Attitude can be a really big deal when you’re trying to make changes and set goals. Sometimes it’s one of the only things you can actually change in your world.
You cannot tailor make the situations in life, but you can tailor make the attitudes to fit those situations — Zig Ziglar
You can approach life with a positive or negative outlook. A lot of people who are just beginning their road to better health and fitness have become burdened down by the negatives in their lives. Negative emotions, self-image, job, housing, health. Sometimes you can fix these things, sometimes not, but the one thing you can always fix is how you see these things and oftentimes how you react.
When a person first begins, they start like a baby learning to walk. You have to do all the steps in the right order or it generally won’t have the best of results (in spite of the few oddball exceptions). Roll over, sit, scoot, pull, crawl, hobble, walk, run. Just like that. Most parents intuitively know this, and don’t go yelling “NO! Stay Down Where It’s Safe!”. Unfortunately, most outsiders aren’t all that supportive and utter blatantly negative statements.

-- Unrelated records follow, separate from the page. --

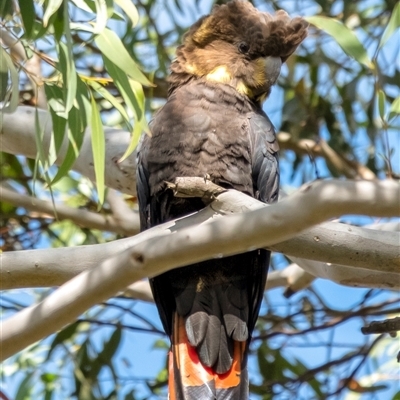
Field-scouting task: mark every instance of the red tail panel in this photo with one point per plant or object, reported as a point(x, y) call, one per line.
point(190, 380)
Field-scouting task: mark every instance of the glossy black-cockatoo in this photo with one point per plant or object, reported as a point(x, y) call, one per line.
point(213, 125)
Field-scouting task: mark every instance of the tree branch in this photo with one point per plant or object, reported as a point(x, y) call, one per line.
point(189, 244)
point(366, 257)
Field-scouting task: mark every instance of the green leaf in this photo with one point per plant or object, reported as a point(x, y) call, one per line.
point(41, 154)
point(381, 104)
point(28, 17)
point(82, 5)
point(62, 336)
point(70, 78)
point(111, 47)
point(25, 388)
point(346, 38)
point(75, 137)
point(393, 24)
point(54, 96)
point(98, 149)
point(122, 82)
point(110, 347)
point(52, 7)
point(10, 96)
point(129, 9)
point(137, 132)
point(394, 108)
point(101, 16)
point(109, 97)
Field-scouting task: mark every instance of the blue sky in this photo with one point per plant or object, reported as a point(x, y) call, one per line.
point(136, 355)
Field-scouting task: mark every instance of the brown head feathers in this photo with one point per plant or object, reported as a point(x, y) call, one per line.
point(230, 45)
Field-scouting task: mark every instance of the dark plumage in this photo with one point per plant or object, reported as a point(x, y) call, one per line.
point(213, 124)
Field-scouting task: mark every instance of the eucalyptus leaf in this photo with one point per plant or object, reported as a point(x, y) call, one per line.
point(111, 46)
point(98, 149)
point(346, 38)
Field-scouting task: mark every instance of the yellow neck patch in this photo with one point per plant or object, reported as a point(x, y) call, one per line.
point(220, 75)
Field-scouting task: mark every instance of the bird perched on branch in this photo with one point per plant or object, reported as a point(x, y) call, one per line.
point(213, 125)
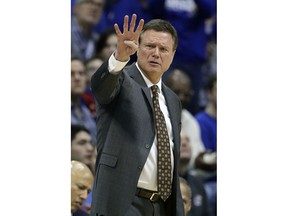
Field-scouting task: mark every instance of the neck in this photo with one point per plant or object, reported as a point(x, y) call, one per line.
point(75, 99)
point(183, 166)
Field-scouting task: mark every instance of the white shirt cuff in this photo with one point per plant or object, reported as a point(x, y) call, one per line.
point(115, 66)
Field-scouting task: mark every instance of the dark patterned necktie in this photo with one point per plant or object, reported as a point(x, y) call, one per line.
point(163, 147)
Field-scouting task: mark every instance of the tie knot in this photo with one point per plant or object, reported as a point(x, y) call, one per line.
point(155, 89)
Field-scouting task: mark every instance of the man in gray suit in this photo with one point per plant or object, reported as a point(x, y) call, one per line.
point(126, 182)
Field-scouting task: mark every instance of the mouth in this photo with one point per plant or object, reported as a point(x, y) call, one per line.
point(154, 63)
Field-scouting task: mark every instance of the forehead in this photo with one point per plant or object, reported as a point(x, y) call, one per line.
point(152, 36)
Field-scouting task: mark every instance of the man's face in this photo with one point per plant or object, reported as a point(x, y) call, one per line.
point(81, 183)
point(82, 149)
point(77, 77)
point(155, 54)
point(212, 94)
point(89, 11)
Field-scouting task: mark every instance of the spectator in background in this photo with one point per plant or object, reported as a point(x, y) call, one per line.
point(200, 204)
point(87, 14)
point(80, 114)
point(186, 195)
point(81, 183)
point(82, 150)
point(91, 66)
point(189, 18)
point(106, 44)
point(180, 83)
point(208, 123)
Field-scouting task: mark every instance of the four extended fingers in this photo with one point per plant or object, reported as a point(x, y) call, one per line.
point(132, 25)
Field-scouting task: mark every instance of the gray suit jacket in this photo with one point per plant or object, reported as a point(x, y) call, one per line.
point(125, 113)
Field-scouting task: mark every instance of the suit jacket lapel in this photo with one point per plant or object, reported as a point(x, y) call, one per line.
point(135, 74)
point(172, 108)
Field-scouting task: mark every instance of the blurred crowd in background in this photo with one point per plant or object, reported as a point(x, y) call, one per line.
point(192, 76)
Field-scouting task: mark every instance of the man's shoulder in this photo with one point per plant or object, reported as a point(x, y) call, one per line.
point(80, 212)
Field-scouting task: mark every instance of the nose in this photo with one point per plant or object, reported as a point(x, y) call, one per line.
point(156, 52)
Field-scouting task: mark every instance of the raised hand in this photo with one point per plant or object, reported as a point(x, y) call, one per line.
point(127, 42)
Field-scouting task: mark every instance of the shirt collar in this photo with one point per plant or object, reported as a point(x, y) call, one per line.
point(147, 81)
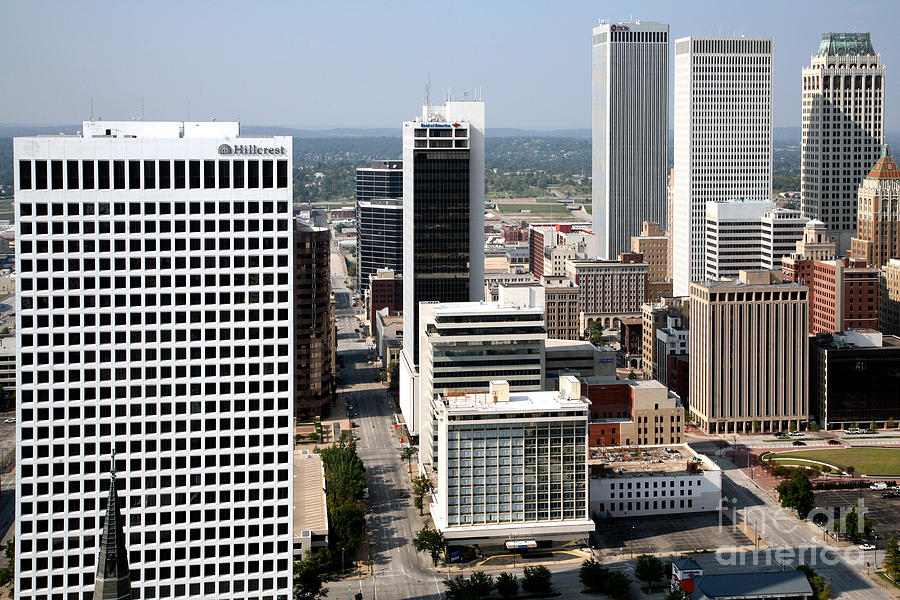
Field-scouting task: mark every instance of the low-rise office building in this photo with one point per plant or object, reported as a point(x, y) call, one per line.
point(633, 412)
point(854, 377)
point(512, 465)
point(576, 357)
point(654, 480)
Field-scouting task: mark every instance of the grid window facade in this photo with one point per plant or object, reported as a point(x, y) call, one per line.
point(156, 323)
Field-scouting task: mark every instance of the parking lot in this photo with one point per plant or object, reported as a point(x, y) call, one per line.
point(884, 512)
point(676, 533)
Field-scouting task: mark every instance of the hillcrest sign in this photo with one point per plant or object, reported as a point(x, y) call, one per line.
point(250, 150)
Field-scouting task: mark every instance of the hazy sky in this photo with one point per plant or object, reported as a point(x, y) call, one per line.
point(313, 63)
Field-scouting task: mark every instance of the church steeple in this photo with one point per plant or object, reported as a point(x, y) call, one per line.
point(113, 579)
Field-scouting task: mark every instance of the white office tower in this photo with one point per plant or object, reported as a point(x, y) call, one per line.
point(443, 223)
point(749, 235)
point(629, 108)
point(843, 129)
point(513, 465)
point(154, 321)
point(723, 138)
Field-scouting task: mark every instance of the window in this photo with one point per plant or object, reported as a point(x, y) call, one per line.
point(72, 174)
point(119, 174)
point(194, 174)
point(149, 174)
point(267, 174)
point(25, 174)
point(224, 179)
point(40, 174)
point(209, 174)
point(179, 175)
point(56, 174)
point(282, 174)
point(87, 174)
point(134, 174)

Don’t run, it’s bad for you.
Here, eat, you look tired.
Why are you exercising all the time?
One won’t hurt you.
Take a few days off – you earned it.
Sometimes though, even very strong fit trained people will say something inadvertently negative, with far-reaching impact, and it never once occurs to us. How about a discussion like this:
Trainer: You should eat more cruciferous vegetables, which have many cancer fighting properties as well.
Client: Like what do you mean?
Trainer: Things like kale, broccoli, brussels sprouts..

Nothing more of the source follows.